An anonymous reader writes I find myself in the uncomfortable position of having to clean up a relatively large C/C++ project. We are talking ~200 files, 11MB of source code, 220K lines of code. A superficial glance shows that there are a lot of functions that seem to be doing the same things, a lot of 'unused' stuff, and a lot of inconsistency between what is declared in .h files and what is implemented in the corresponding .cpp files. Are there any tools that will help me catalog this mess and make it easier for me to locate/erase unused things, clean up .h files, and find functions with similar names?
Seriously, that's mid-sized at best.
So, figure out the layers or logical components between each module and then you will be able to chew smaller chunks.
Then, doxygen the whole lot, making sure to use dot to create the graphs for callers and callees. This will let you see the interaction points so you can see what impact a change in one method will have (ie which callers you have to check).

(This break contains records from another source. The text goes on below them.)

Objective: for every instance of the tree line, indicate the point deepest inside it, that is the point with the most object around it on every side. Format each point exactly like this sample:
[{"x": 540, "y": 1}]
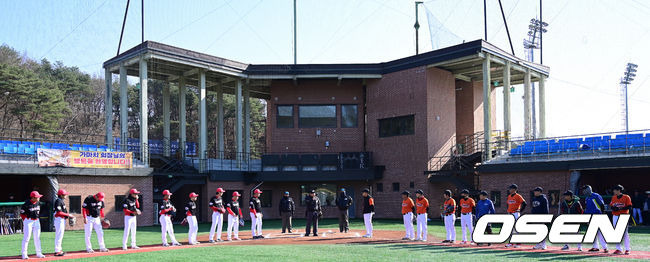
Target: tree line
[{"x": 41, "y": 100}]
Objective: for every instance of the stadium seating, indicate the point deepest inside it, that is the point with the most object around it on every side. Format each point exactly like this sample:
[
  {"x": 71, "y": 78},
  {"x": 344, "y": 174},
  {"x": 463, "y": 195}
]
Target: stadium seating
[{"x": 618, "y": 143}]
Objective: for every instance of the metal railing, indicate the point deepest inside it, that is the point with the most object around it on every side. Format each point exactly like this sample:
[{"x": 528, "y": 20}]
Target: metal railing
[{"x": 597, "y": 145}]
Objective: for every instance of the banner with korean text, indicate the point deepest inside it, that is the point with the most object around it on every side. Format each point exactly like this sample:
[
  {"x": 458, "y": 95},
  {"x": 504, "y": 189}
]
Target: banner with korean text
[{"x": 88, "y": 159}]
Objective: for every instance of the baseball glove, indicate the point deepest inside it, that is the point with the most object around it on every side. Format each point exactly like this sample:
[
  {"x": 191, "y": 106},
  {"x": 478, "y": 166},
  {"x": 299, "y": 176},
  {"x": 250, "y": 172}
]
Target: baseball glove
[{"x": 106, "y": 223}]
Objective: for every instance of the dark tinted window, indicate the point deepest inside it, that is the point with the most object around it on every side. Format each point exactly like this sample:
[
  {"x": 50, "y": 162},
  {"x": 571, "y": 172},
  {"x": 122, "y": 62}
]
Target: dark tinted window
[
  {"x": 75, "y": 204},
  {"x": 397, "y": 126},
  {"x": 349, "y": 116},
  {"x": 285, "y": 116},
  {"x": 316, "y": 116}
]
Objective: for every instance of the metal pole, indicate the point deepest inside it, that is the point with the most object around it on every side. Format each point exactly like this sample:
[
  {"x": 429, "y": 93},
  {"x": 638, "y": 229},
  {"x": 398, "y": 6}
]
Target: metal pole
[
  {"x": 485, "y": 19},
  {"x": 541, "y": 24},
  {"x": 295, "y": 41},
  {"x": 142, "y": 22}
]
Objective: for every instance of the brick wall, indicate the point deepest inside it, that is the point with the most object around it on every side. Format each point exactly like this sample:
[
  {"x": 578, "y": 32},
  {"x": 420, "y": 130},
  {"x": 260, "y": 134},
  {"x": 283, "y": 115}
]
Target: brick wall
[
  {"x": 551, "y": 180},
  {"x": 316, "y": 92},
  {"x": 111, "y": 186}
]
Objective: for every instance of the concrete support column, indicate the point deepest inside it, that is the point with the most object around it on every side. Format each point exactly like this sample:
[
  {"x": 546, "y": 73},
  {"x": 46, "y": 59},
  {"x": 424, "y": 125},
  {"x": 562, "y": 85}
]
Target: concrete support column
[
  {"x": 247, "y": 120},
  {"x": 203, "y": 125},
  {"x": 506, "y": 104},
  {"x": 528, "y": 134},
  {"x": 144, "y": 113},
  {"x": 238, "y": 119},
  {"x": 220, "y": 140},
  {"x": 542, "y": 107},
  {"x": 108, "y": 108},
  {"x": 124, "y": 109},
  {"x": 182, "y": 122},
  {"x": 166, "y": 122},
  {"x": 487, "y": 115}
]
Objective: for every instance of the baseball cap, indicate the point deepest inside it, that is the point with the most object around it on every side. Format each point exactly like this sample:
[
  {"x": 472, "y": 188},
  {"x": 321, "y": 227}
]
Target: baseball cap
[
  {"x": 100, "y": 196},
  {"x": 35, "y": 194}
]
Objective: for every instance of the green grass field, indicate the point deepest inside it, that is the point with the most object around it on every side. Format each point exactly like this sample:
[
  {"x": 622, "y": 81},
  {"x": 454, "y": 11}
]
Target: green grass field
[{"x": 73, "y": 240}]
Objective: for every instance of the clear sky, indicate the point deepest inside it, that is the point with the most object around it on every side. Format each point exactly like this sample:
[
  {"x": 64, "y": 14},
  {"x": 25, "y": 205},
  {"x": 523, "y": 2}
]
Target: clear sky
[{"x": 587, "y": 45}]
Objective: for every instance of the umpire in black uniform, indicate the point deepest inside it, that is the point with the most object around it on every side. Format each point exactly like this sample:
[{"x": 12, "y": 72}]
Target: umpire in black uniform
[{"x": 313, "y": 212}]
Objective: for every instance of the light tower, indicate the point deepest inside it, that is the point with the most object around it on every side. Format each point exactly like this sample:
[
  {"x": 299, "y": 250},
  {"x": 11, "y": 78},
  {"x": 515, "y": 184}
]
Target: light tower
[
  {"x": 628, "y": 77},
  {"x": 535, "y": 31}
]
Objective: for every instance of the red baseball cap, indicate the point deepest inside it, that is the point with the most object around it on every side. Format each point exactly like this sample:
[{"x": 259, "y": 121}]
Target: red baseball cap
[
  {"x": 100, "y": 196},
  {"x": 35, "y": 194}
]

Some people will say "write unit tests" but frankly, it never works with a legacy code base, to effectively unit test you have to write your code differently to how you'd normally do it. You don't have that luxury here. So a good integration test suite should be developed to test the functionality of the whole thing, then you can repeat it to make sure your changes still work. Its not as instant as unit testing (but more effective) so you'll have to invest in a build system that regularly builds and runs the (automated) integration test and tells you the results - and commit changes reasonably regularly so you can isolate changes that end up breaking the system.

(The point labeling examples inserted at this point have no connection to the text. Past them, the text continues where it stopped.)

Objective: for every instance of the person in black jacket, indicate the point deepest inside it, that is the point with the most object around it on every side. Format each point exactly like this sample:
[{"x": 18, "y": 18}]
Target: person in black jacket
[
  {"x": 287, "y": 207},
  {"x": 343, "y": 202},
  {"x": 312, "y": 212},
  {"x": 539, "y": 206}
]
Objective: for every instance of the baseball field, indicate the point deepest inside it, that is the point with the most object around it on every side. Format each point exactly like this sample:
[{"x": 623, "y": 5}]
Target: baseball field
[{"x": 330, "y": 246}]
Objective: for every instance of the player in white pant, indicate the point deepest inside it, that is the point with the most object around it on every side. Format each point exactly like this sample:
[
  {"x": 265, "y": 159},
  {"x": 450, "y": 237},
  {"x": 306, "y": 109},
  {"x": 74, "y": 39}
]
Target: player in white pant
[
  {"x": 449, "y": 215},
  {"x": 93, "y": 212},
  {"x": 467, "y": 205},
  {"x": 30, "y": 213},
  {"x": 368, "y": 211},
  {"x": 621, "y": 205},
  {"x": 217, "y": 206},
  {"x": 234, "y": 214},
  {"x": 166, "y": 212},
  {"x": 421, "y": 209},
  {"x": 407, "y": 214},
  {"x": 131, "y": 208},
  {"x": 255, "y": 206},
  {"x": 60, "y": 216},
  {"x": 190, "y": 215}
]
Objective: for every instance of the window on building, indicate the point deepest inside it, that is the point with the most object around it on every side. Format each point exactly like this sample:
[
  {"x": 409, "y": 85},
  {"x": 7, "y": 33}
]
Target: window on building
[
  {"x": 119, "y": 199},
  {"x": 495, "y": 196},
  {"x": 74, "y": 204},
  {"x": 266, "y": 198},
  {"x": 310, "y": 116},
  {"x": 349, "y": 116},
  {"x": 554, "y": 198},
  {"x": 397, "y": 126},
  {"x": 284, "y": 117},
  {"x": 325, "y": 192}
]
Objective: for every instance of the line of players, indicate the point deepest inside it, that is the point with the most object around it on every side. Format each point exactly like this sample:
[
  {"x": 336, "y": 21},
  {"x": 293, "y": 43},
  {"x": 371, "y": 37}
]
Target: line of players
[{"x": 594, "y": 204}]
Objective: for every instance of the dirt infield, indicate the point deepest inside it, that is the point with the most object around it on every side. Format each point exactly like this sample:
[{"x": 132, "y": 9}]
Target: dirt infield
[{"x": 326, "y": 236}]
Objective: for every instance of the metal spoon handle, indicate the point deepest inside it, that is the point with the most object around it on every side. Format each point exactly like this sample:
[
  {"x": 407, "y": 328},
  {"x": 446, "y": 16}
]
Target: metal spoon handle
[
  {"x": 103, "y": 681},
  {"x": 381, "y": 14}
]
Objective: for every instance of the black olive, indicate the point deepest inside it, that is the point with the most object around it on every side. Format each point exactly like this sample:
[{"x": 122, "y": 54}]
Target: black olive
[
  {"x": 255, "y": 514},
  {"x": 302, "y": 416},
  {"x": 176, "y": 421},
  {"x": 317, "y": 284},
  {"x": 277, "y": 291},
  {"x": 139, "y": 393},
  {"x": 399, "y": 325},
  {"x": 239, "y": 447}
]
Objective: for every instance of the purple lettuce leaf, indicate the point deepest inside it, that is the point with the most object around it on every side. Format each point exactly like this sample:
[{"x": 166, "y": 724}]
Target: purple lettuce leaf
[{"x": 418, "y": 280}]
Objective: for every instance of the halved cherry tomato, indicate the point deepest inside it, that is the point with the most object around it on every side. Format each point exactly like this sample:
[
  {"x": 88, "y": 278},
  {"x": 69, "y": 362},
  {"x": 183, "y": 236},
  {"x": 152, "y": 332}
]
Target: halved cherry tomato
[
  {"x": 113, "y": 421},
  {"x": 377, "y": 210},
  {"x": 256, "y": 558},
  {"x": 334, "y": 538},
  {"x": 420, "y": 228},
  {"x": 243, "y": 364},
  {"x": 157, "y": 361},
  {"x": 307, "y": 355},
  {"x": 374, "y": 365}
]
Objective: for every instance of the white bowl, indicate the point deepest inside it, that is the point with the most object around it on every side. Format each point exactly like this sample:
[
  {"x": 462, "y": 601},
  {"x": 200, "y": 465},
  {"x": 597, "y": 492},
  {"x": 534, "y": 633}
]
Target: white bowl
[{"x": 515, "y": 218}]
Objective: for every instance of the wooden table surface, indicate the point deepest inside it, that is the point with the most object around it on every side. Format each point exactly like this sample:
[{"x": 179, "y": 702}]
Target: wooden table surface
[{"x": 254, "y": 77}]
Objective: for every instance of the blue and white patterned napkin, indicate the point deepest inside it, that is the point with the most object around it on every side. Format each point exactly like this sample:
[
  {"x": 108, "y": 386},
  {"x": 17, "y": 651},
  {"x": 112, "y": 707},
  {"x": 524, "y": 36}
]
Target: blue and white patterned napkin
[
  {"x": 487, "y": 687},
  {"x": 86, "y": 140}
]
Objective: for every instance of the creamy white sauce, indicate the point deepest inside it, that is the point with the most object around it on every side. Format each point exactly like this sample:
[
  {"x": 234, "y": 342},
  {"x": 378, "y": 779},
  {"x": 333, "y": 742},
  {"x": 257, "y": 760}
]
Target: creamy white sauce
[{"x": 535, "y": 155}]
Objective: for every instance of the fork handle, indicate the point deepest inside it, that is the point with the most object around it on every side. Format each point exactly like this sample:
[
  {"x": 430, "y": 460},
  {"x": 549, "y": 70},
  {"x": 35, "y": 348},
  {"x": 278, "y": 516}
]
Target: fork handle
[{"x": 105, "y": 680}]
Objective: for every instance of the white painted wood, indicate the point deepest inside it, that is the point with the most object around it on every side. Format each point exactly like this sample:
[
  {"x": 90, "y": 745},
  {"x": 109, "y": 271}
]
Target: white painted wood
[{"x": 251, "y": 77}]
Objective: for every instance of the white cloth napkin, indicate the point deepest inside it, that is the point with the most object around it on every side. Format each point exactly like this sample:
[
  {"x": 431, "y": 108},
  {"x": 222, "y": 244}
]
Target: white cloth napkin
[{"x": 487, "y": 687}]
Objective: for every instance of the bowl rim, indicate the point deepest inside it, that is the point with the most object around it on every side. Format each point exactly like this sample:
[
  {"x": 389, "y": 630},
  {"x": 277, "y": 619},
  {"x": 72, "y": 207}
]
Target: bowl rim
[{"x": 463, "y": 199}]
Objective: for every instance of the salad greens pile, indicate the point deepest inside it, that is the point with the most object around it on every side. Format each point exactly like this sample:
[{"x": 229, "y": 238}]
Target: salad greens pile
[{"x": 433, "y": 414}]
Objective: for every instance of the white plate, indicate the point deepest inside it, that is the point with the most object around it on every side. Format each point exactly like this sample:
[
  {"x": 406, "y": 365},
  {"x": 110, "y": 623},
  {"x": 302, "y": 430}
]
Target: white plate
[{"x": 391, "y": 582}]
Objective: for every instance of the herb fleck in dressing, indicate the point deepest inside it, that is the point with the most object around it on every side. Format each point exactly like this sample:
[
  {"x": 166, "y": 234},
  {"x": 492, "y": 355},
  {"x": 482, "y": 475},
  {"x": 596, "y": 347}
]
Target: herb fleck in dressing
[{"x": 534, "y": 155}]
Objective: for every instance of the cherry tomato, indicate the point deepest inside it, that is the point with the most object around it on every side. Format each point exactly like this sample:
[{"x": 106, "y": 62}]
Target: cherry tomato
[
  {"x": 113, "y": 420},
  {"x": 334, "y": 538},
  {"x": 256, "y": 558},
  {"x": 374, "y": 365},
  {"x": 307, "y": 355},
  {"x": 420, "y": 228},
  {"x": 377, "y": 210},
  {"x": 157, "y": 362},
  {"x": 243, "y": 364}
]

The rest of the task is simply hard work running through how it works and understanding it. There's no short-cuts to working hard, sorry.
Any decent IDE has the capability of pointing at least towards unused blocks of code and will generate a tree of function calls. I've worked with Eclipse and Xcode both of which have these capabilities. Even GCC (or another C compiler) can warn you about chunks of unused code or missing/bad header files. You can also rename functions across the entire codebase if necessary.
If your code has warnings or errors, continue fixing until the warnings are gone. As far as functions that do similar things but are named differently, that is a bit harder because 'looks like they are doing the same thing' doesn't always mean they ARE doing the same thing (if they have the exact same code, you could perhaps solve with statistical analysis or simply a text finder).
Make sure that if you replace a function that it has the same behavior in all cases. Even mediocre developers have learned that reuse existing code is a "good thing" and often different functions that do "the same thing" have edge cases (often undocumented) where it does behave differently (especially in C/C++ eg. difference in signedness, memory mapping method, characters etc)
Custom electronics and digital signage for your business: www.evcircuits.com
First off, 220k lines of source isn't that big.
You're not going to solve this with a big bang so get that idea out of your head. You're going to solve it gradually, and for a code base of that size it's going to take maybe a year of relatively slow improvement. Everyone on the team has to be on board, and every code review must include "What has been improved?" and "Did anything get worse? If so, that's not okay."
1) Pick your battles. The code you're not changing is code that doesn't need to be looked at. Address your pain points as they come up.
2) When you find a pain point while making a change, MAKE IT TESTABLE. Since you're in here making a usually simple fix, a single nominal test verifying that fix is fine. Testing anything else is a waste of time. Testable code will improve over time.
3) If you can't make code testable because of an intractable dependency graph, welcome to the hell of "Design Dead". The only way out of this scenario is a rewrite of that area.
4) Find your comfort level with regard to time boxing refactoring work. On my engagements, they just happen automatically, without explanation outside the team, nor apology to anyone. When estimating a piece of work, pad it with some extra time for cleanup. Only actually create work items for design dead areas. Your definition of done must include testable, tested and improved code.
5) Duplicate code in itself isn't evil, and inconsistencies are simply inevitable. If you find duplicate code, pick one and deprecate the rest. However, code that is tightly coupled to the deprecated code will need to be refactored and if the coupling traverses an extended dependency graph, you'll simply have to live with the duplication and just stop adding to it.